Kellner, Bush-Cheney yönetimi olarak tanımladığı dönemin film üretimine etkilerini keskin bir ayrımla sunmaktan kaçınırken Hollywood filmleri ile bağımsız filmler gibi bir ayrıma gitmek yerine her iki akımdan örneklerle Bush-Cheney yönetiminin aşırı muhafazakâr ve sağ politikalarının ABD’de yarattığı sarsıntıları sebepleriyle birlikte ifşa etmeye çalışıyor.

Yazar, Bush-Cheney döneminin muhafazakâr politikalarını ve militarizmini ele alan filmlerin yanı sıra, Bush-Cheney yönetimini eleştiren, ona muhalif filmleri de değerlendiriyor. Stuart Hall’ın “temsil politikaları” kavramından yararlandığını dile getiren Kellner, sinemanın ideolojiler savaşındaki rolünü sıklıkla vurguluyor. Bu bağlamda,  savaş ve terörizm, şirketler ve devlet, çevre, ırk, toplumsal cinsiyet gibi kavramlar filmlerle toplumsallaşıyor. Kellner’e göre liberal bir çoğunluğun ifadesi olarak Hollywood, toplumda siyasal yönetime ilişkin bir hoşnutsuzluk olduğunda bu durumu sömürmekte gecikmez ve bu hoşnutsuzluğun göstergesi haline gelen filmler yapar.

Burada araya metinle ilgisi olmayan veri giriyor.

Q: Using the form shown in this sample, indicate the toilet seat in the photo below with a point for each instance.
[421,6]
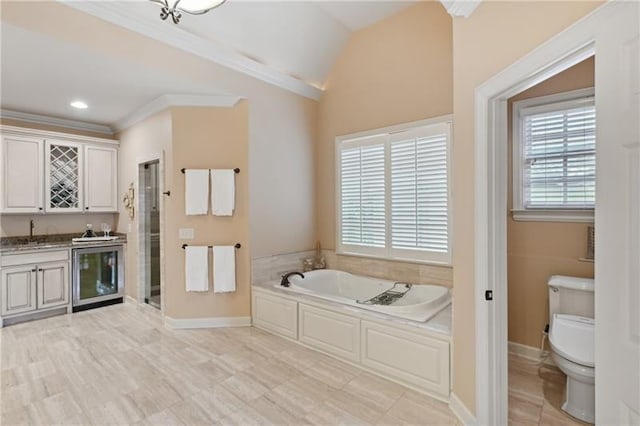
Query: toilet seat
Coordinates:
[572,337]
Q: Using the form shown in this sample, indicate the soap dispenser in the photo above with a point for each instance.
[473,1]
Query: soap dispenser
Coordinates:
[89,231]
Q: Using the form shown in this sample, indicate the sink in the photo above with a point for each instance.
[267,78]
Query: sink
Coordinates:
[92,239]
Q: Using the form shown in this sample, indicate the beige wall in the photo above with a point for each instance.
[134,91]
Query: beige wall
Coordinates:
[18,224]
[281,124]
[537,250]
[494,36]
[140,143]
[396,71]
[208,138]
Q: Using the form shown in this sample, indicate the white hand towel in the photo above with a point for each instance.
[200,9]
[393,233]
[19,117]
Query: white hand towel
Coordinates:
[196,191]
[224,269]
[196,268]
[223,192]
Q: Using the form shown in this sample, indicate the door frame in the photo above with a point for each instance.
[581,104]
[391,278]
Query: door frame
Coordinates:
[141,161]
[564,50]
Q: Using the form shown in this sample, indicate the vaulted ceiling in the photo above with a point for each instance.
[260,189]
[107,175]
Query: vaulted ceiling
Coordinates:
[287,43]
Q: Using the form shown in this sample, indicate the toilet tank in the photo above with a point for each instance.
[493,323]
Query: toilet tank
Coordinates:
[571,296]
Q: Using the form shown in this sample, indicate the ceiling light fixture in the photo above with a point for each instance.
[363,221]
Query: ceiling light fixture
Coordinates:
[79,105]
[174,8]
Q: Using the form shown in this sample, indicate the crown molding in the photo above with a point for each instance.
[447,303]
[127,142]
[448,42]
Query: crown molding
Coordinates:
[53,121]
[168,101]
[175,36]
[460,8]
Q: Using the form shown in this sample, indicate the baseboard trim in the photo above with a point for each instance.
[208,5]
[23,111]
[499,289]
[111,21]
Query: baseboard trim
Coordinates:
[529,352]
[461,411]
[182,323]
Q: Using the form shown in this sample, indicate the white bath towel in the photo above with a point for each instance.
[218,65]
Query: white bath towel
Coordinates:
[223,192]
[196,268]
[196,191]
[224,269]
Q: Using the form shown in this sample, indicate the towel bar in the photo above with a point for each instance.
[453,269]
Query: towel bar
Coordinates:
[237,245]
[236,170]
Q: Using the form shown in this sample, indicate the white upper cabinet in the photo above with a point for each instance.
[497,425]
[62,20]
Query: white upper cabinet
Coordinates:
[48,172]
[63,176]
[22,172]
[101,184]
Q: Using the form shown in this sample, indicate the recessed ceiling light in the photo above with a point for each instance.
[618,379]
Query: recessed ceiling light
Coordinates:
[79,105]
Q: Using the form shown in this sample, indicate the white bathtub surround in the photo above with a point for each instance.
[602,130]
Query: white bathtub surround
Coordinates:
[415,354]
[389,269]
[273,267]
[270,268]
[418,303]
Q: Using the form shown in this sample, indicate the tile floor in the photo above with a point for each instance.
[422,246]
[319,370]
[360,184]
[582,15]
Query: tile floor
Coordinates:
[119,365]
[536,393]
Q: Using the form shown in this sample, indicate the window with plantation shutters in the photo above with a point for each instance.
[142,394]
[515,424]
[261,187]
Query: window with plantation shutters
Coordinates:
[362,194]
[393,193]
[554,157]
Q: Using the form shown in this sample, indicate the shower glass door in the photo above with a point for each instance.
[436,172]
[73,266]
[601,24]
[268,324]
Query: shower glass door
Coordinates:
[150,216]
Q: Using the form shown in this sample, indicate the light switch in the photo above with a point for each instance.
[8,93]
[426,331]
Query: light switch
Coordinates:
[186,234]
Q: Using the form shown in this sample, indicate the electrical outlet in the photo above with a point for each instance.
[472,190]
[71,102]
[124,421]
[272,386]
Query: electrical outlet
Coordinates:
[186,234]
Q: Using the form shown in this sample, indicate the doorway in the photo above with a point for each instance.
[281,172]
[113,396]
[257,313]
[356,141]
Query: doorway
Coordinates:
[612,34]
[149,216]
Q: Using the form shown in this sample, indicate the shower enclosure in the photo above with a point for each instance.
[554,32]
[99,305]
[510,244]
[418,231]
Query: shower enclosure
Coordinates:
[149,216]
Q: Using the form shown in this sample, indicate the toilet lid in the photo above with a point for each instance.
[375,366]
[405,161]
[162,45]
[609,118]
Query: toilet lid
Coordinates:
[571,337]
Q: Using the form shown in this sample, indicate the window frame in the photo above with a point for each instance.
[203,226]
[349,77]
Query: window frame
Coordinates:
[555,102]
[388,252]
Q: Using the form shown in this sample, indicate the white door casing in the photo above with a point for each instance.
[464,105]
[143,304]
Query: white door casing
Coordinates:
[617,221]
[564,50]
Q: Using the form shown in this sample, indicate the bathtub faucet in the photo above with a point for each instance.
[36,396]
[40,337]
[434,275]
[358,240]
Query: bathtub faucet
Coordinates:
[285,278]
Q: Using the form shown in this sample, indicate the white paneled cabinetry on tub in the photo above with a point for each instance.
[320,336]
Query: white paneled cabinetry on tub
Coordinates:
[413,356]
[50,172]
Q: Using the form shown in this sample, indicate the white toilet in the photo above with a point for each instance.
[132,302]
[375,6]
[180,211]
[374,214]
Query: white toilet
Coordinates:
[571,335]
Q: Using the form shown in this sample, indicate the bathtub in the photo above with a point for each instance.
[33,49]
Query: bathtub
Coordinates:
[419,303]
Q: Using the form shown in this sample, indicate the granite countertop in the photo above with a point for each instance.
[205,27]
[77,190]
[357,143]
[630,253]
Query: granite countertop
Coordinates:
[42,242]
[440,323]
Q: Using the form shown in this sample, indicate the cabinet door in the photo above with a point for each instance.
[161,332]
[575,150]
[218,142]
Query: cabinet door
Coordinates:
[101,183]
[22,165]
[53,284]
[63,176]
[18,289]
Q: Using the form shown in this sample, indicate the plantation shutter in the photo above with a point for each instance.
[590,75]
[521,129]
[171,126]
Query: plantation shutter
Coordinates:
[362,197]
[559,161]
[419,189]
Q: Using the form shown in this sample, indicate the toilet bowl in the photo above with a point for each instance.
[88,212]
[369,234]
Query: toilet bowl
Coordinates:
[572,344]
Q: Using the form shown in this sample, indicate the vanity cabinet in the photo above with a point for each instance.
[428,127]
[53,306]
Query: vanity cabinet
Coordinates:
[22,160]
[33,282]
[18,289]
[50,172]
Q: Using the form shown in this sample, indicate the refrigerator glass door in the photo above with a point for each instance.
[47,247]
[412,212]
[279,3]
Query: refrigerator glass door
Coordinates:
[97,274]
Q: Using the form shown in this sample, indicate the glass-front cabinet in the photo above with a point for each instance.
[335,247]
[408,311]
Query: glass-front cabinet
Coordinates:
[63,176]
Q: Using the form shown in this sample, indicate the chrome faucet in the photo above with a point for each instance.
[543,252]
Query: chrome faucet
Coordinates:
[31,227]
[285,278]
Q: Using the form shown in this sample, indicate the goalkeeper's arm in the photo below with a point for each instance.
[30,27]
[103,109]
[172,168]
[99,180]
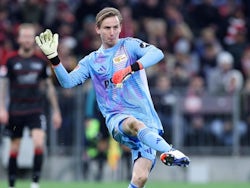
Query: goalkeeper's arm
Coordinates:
[48,43]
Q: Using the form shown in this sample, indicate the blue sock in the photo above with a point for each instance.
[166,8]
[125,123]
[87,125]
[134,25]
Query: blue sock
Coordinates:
[131,185]
[153,140]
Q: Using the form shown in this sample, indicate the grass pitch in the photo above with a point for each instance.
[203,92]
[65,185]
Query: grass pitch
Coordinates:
[150,184]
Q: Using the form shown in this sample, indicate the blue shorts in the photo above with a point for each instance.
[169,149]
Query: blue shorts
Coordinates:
[138,149]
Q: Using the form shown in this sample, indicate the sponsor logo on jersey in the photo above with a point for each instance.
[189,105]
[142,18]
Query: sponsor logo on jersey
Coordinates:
[36,65]
[3,70]
[144,45]
[18,66]
[120,58]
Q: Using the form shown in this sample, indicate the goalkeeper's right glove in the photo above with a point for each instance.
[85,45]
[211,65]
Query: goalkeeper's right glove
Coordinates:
[48,43]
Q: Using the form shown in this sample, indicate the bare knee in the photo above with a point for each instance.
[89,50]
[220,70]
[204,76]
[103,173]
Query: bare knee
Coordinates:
[132,126]
[140,179]
[15,145]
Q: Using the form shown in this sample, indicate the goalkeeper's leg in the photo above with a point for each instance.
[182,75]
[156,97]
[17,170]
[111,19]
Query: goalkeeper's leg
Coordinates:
[134,127]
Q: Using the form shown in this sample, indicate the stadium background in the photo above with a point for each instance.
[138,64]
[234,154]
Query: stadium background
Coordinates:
[205,116]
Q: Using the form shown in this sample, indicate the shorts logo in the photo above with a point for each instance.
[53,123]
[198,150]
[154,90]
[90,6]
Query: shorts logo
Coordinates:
[148,150]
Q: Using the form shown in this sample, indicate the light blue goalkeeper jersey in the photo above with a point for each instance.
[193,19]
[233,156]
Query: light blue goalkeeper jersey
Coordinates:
[117,103]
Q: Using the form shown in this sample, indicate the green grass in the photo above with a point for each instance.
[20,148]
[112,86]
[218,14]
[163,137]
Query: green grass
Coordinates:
[150,184]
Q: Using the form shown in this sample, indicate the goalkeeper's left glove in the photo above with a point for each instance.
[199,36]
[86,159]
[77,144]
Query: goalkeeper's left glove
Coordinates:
[123,74]
[48,43]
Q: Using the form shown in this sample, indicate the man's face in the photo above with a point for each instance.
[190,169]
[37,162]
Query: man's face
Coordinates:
[26,38]
[109,31]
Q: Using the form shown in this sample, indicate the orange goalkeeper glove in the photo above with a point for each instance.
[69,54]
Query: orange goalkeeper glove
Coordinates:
[123,74]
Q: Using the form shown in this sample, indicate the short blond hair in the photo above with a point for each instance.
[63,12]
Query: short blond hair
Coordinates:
[105,13]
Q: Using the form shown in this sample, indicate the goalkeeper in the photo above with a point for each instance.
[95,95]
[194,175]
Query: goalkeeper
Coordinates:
[117,70]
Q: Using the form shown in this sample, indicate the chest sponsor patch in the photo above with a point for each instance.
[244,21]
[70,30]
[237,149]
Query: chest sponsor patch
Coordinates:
[120,58]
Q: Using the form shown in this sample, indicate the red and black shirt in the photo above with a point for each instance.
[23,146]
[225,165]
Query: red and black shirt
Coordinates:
[25,75]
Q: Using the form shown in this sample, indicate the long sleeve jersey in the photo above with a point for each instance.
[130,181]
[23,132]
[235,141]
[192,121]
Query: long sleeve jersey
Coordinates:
[133,98]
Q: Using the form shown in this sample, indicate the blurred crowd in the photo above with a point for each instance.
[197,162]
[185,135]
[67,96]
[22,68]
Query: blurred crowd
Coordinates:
[206,44]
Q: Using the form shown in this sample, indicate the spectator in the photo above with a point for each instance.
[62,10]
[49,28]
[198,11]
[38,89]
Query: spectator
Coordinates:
[198,133]
[224,79]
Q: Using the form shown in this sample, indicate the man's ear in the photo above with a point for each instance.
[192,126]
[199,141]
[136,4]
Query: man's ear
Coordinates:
[97,29]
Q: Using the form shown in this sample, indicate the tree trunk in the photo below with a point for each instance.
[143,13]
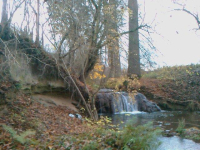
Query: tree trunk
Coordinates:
[5,25]
[113,46]
[38,24]
[134,55]
[4,17]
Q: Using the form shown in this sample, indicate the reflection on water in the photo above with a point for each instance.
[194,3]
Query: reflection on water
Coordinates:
[176,143]
[167,120]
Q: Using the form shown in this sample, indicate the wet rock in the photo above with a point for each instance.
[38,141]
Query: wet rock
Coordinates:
[108,101]
[72,116]
[145,105]
[168,133]
[78,116]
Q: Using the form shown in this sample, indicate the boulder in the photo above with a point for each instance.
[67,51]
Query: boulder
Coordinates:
[145,105]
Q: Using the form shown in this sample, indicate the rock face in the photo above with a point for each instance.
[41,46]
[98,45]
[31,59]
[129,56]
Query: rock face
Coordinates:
[108,101]
[145,105]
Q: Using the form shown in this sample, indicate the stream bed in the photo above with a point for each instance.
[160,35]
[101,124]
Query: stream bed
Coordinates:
[168,120]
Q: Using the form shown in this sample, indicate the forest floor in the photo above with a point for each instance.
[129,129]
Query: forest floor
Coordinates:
[28,124]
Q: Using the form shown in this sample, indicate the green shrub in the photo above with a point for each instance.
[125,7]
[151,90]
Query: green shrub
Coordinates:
[23,138]
[91,146]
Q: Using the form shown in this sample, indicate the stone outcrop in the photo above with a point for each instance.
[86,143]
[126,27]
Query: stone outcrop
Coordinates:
[145,105]
[108,101]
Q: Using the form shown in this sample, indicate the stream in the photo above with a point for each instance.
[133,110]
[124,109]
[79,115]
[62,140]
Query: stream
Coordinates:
[168,120]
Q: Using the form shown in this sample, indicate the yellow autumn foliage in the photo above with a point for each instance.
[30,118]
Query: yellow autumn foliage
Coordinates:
[97,73]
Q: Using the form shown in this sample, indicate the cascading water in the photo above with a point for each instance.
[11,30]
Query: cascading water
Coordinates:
[108,101]
[115,102]
[123,103]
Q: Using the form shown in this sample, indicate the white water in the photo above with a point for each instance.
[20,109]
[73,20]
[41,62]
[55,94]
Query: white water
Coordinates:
[124,104]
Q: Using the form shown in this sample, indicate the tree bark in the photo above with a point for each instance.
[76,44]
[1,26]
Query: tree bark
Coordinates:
[38,24]
[4,17]
[134,54]
[5,26]
[113,46]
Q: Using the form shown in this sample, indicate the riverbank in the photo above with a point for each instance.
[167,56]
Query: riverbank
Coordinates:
[26,123]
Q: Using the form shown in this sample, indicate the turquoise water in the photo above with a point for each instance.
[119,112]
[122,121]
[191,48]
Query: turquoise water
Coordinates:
[168,120]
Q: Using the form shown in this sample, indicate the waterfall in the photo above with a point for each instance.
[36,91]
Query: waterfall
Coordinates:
[108,101]
[123,103]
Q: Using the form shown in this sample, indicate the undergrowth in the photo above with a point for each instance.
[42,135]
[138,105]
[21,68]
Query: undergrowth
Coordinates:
[54,130]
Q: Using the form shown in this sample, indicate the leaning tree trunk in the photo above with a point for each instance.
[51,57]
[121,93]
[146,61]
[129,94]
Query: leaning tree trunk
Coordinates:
[5,25]
[134,54]
[37,24]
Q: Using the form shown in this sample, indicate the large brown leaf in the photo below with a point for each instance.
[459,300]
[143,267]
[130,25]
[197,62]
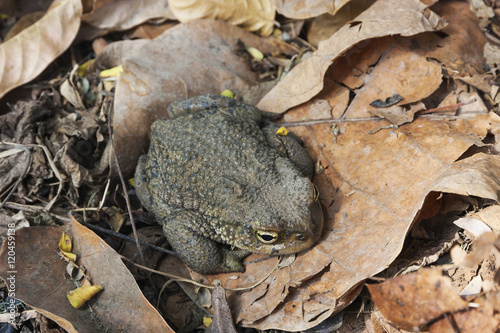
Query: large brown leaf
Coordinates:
[24,56]
[383,18]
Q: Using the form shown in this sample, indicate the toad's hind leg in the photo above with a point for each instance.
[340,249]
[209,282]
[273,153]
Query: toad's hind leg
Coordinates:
[198,252]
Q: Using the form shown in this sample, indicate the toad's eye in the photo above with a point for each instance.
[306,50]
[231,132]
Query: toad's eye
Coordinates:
[315,193]
[266,237]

Beş bölümden oluşan kitap filmler aracılığıyla teşhise yönelik eleştirel bir üsluptan faydalanıyor. Belgesel filmlerin 2000’li yıllarla birlikte yükselişe geçen bir tür olarak sinemada öne çıkışını ayrıntısıyla ele alan ilk bölümde Bush’un şaibeli başkanlık serüveni (Douglas Kellner 2000 yılında ABD’de yapılan başkanlık seçimini “Büyük Soygun” olarak adlandırmakta), Irak Savaşı, çevre krizi gibi önemli konuların işlendiği belgeseller değerlendiriliyor. Counting On Democracy (2001), Orwell Rolls in His Grave (2004) vb. belgesel film yapımlarının eleştirel üsluplarına ilişkin analizlerin öne çıktığı bu ilk bölümde Kellner, Bush-Cheney taraftarı olarak nitelenebilecek belgesel filmlerden de örnekler sunarak çapraz bir okuma yapmaya özen gösteriyor. Bush’un seçimlerdeki rakibi Al Gore’un An Inconvenient Truth (2006) isimli belgesel filmi çevre ve iklim konularına odaklanan popüler bir yapım olarak karşımıza çıkıyor. Darwin’s Nightmare (2005) ise ekosistemin çöküşünün bir ispatı olarak ibretlik bir vakayı ele alıyor ve çok çarpıcı politik ve toplumsal sonuçlarını ifşa ediyor. Kellner’ın analizlerinin belgesel filmlerden animasyon filmlere kadar geniş bir prodüksiyon yelpazesi altında birleştiğini söylemek mümkün. Bu çeşitliliğe alegorik çözümlemeler eşlik ediyor haliyle.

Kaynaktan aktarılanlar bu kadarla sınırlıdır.